During his first presidency, Trump threatened to ban TikTok several times, and at one point used an executive order to attempt to do so. TikTok replied to the threats by suing the U.S. government in August 2020. Shortly after assuming presidency in 2021, Biden signed an executive order revoking Trump’s ban on TikTok, and instead ordered the Secretary of Commerce to investigate if the app posed a threat to U.S. national security. The following year, reports confirmed that ByteDance employees in China could access private U.S. user data. Afterwards, TikTok announced that all U.S. user traffic would instead be routed to Oracle Cloud, the American tech company’s servers.
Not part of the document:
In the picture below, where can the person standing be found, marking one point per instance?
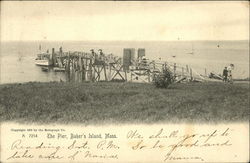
(230, 76)
(225, 74)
In April 2024, Biden signed a bipartisan TikTok bill, giving ByteDance six months to sell its controlling stake in the app or be banned in the U.S., but TikTok filed a lawsuit to block the law, calling it an “extraordinary intrusion on free speech rights.” The court ultimately countered, writing, “Congress has determined that divestiture is necessary to address its well-supported national security concerns regarding TikTok’s data collection practices and relationship with a foreign adversary.”